Roitman has also stuck coloured labels on the postboxes of the kibbutz’s families to indicate whether they were dead, kidnapped, or, in two cases, hostages who have been released.
Inside the dining hall, posters of the dead and missing were laid out on tables. But each one was more than just a picture for Sagi. He pointed out his maths teacher, a childhood friend, and a mentor on one table alone.
Sagi was in Israel for just three days, having arrived for an “important” meeting. He didn’t want to elaborate, but said: “There are different angles to what we can do and I’m trying. I feel very much that I can’t sit and wait for the government to do something. It’s on me. I’m trying to meet as many people as I can who can make a difference. I’m trying to do things that will keep the hostages as the main priority.”
Outside a garden rich with bursting pomelos, the conversation was interrupted by successive booms of Israeli artillery fire. “We just need to identify the safe room,” Sagi said.
There did not appear to be anywhere safe in the burned-out home of a grandmother whose slaughter was live-streamed on Facebook.
“I see a skeleton of what used to be life and what used to be a house,” Sagi said. “Everything is burned down to not even rubble. It’s just death, black, nothingness. No sign of a struggle even, no sign of blood or a life that used to be, just signs of destruction and evil. You can smell it.”

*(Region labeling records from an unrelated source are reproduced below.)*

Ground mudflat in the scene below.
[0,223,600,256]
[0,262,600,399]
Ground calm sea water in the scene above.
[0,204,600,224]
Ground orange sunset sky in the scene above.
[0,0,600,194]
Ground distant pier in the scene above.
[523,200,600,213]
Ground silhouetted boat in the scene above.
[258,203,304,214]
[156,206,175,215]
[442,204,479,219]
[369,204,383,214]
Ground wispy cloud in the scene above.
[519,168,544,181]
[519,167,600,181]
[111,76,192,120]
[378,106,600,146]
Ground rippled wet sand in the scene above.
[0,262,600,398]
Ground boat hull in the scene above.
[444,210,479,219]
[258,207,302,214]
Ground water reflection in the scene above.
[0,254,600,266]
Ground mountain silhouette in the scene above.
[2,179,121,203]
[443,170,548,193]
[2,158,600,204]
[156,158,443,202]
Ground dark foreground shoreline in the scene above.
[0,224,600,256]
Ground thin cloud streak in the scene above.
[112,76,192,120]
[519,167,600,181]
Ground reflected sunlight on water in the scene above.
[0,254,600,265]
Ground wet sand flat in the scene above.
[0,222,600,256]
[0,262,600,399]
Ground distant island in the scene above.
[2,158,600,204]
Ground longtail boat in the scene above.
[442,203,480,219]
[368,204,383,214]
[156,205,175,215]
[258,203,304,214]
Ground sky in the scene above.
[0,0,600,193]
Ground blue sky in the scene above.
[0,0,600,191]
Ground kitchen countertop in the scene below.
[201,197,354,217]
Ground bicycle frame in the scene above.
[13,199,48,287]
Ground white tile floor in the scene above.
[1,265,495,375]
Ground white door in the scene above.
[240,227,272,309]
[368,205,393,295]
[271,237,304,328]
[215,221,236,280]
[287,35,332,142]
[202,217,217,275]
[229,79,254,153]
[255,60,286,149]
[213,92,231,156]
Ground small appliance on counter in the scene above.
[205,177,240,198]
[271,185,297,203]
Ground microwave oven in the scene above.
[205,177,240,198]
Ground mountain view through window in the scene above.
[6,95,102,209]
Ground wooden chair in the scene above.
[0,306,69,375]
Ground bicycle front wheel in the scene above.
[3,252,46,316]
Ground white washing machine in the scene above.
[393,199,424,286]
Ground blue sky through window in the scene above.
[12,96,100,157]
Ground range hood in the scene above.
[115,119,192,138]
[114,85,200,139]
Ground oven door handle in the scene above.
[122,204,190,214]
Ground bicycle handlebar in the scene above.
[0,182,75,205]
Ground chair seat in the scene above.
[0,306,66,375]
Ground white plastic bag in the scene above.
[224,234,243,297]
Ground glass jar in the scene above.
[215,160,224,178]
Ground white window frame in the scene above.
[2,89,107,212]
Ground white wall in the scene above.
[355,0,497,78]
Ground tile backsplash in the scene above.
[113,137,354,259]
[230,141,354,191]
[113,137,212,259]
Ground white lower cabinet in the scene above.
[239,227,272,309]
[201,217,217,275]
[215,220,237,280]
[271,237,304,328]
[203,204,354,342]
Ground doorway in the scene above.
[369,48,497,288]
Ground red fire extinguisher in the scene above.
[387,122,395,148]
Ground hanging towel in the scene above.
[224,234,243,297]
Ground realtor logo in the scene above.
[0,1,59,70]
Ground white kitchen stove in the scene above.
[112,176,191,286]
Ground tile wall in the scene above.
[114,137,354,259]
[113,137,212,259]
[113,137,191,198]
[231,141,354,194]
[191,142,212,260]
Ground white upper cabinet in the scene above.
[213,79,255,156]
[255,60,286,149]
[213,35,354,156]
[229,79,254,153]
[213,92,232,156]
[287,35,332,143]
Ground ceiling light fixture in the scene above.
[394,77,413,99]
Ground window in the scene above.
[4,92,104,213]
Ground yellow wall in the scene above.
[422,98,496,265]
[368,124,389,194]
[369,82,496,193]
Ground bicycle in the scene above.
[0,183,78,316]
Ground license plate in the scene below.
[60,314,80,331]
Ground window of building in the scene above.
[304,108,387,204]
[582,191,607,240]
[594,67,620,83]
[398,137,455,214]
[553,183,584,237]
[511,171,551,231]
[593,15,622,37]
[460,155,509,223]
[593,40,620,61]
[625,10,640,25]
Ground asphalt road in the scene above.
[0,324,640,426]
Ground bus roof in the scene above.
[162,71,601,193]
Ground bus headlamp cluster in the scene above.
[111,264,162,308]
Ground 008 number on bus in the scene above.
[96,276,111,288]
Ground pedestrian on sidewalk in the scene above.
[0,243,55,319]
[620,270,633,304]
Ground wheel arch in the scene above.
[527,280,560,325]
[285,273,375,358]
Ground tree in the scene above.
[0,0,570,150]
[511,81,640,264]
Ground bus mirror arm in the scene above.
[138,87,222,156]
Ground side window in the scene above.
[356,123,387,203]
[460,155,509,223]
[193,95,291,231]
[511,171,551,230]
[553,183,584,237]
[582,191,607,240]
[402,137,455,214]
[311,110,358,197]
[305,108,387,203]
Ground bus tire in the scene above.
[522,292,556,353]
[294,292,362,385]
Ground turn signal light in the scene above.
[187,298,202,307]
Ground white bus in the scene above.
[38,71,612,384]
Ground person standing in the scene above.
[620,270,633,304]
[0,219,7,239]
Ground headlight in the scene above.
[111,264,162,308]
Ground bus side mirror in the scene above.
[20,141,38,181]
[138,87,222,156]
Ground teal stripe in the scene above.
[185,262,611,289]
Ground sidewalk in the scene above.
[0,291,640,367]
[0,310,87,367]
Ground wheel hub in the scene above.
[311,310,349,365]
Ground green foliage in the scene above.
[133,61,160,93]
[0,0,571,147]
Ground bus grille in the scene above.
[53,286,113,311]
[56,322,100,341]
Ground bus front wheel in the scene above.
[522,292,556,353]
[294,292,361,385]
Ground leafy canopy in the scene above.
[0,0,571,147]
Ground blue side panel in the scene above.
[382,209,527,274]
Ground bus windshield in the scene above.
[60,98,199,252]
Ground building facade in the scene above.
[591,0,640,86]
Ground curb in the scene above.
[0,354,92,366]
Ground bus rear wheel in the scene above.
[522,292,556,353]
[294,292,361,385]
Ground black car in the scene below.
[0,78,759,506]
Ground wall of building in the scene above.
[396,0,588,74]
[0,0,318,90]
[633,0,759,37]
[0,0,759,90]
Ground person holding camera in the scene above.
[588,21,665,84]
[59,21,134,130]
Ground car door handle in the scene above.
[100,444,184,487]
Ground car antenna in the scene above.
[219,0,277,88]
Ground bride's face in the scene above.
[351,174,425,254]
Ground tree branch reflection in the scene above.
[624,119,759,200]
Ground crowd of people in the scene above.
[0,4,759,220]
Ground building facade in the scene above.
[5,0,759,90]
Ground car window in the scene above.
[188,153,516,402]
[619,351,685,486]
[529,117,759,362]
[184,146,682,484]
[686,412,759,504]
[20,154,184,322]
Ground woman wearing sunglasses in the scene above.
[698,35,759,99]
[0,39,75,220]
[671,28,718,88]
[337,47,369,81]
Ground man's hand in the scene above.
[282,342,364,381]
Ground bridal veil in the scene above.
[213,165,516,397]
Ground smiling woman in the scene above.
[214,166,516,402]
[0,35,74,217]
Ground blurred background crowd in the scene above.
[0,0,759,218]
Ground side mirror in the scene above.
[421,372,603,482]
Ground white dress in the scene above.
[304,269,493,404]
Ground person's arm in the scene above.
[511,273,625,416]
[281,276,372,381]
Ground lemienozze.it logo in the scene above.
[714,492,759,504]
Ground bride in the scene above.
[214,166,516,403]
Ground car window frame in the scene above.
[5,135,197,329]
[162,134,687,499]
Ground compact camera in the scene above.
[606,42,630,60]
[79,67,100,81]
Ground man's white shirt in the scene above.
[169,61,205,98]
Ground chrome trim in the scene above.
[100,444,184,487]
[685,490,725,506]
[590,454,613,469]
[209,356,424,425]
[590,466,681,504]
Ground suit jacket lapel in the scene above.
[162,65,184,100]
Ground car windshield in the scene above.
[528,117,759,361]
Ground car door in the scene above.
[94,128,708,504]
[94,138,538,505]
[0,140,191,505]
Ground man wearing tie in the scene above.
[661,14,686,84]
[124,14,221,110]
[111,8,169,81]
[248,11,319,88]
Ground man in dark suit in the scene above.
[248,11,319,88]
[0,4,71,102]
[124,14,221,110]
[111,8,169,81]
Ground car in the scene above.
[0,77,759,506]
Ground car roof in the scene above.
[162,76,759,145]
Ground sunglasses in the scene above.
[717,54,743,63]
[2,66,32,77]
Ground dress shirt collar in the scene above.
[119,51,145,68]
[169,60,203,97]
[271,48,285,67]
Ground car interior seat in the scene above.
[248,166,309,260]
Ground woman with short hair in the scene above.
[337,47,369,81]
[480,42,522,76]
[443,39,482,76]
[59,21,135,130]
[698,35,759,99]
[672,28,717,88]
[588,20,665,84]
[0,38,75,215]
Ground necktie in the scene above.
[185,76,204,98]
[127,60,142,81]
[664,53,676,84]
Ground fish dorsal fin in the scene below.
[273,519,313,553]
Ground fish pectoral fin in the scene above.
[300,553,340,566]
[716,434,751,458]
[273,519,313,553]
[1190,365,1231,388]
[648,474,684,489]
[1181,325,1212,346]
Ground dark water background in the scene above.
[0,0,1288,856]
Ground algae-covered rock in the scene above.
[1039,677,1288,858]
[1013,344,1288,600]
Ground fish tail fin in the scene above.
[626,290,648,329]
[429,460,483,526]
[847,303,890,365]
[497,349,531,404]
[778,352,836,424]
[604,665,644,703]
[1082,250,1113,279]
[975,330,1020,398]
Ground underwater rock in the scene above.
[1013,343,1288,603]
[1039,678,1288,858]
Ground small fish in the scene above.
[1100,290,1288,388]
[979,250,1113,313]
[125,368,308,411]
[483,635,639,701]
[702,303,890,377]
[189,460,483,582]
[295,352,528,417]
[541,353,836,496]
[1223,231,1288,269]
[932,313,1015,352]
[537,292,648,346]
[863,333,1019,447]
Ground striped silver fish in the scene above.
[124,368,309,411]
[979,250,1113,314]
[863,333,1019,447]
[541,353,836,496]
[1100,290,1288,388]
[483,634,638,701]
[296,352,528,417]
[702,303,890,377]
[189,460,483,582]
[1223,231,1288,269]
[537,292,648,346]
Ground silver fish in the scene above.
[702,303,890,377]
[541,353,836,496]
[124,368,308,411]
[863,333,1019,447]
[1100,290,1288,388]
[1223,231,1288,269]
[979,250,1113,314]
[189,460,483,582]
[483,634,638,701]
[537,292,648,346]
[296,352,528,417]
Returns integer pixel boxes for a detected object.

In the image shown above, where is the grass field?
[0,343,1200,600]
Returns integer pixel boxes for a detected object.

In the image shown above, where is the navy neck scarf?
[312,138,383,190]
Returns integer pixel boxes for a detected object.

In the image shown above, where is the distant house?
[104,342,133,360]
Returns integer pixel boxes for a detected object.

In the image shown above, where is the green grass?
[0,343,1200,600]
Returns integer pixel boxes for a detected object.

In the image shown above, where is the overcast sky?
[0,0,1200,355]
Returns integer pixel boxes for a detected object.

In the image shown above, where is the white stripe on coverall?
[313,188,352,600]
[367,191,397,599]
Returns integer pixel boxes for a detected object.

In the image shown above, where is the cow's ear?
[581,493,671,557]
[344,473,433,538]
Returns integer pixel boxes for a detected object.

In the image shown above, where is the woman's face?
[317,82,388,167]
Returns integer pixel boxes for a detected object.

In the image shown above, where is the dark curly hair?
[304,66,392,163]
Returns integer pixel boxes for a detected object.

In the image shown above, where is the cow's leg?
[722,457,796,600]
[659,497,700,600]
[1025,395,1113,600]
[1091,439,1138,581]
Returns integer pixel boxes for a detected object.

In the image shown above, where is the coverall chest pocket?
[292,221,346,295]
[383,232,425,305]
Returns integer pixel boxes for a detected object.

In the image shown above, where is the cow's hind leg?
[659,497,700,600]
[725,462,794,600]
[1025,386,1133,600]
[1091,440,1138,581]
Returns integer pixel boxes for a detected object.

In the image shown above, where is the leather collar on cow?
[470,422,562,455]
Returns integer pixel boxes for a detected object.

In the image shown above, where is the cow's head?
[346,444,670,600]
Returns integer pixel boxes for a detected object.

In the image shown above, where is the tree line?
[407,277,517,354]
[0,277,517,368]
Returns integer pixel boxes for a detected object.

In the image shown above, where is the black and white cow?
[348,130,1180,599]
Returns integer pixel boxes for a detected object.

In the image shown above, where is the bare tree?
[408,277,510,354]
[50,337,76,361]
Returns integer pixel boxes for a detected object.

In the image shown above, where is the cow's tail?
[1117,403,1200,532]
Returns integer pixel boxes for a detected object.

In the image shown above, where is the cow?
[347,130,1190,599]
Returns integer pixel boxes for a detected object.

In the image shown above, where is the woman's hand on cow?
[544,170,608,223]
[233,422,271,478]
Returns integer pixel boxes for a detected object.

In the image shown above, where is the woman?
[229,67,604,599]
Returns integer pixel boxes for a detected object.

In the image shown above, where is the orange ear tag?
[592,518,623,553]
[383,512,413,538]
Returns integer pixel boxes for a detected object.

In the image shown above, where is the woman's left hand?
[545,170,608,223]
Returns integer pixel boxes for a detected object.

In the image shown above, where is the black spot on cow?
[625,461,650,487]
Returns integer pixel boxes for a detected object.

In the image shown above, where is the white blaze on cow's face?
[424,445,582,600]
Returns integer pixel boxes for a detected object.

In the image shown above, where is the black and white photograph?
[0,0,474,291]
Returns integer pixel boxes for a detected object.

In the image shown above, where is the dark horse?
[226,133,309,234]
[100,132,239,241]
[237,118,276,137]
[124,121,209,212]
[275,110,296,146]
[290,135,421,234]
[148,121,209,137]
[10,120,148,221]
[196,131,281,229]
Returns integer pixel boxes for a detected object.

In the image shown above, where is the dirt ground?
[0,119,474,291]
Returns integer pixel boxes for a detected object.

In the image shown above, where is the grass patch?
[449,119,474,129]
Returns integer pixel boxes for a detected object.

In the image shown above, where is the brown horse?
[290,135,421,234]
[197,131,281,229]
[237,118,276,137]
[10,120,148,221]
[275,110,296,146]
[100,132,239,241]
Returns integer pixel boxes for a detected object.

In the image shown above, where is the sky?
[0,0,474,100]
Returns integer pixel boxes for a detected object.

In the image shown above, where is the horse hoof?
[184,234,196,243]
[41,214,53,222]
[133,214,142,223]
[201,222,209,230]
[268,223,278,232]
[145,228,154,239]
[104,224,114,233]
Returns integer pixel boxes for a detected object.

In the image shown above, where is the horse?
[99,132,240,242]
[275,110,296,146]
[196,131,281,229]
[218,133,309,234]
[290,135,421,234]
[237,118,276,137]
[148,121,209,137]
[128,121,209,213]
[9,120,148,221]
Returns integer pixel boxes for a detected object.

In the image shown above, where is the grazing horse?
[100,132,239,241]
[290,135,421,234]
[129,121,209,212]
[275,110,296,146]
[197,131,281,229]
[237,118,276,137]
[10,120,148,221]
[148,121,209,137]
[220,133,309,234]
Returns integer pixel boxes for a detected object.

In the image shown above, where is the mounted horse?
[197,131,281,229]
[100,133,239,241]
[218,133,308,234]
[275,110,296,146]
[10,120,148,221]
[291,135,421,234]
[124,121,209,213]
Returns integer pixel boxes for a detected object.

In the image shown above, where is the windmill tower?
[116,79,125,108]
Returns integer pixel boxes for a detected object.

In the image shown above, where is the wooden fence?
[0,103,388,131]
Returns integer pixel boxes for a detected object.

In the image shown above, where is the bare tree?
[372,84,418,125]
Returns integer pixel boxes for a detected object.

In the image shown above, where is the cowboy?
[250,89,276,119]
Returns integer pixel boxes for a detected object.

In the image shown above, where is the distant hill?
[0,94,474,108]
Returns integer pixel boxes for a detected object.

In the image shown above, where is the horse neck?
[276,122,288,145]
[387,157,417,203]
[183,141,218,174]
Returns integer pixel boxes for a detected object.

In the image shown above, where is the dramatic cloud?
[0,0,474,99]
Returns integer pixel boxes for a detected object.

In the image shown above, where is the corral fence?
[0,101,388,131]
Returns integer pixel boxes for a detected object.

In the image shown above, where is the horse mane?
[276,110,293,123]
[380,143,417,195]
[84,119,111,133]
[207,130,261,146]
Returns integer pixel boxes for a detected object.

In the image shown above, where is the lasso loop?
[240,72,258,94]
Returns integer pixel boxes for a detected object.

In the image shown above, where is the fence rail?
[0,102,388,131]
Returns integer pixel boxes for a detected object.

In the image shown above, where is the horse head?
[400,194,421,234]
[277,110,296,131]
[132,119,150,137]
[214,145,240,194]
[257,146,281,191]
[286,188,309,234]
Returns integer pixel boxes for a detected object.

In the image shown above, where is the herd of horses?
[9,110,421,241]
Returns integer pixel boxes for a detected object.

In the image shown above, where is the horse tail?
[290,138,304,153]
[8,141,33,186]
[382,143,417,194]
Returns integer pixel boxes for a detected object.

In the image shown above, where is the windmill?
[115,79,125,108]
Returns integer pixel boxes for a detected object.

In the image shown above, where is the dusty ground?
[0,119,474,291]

Back at Ada’s house, Sagi stressed that the residents of the kibbutz, which is built on collective living and socialist principles, dreamed of peace. He became emotional for the first time, and said: “I can talk to you like a tour guide, but it is too much. It’s so much loss in one place and they deserve only good. They stand for everything that is good – not only in this region, not only in Israel, but in the universe.”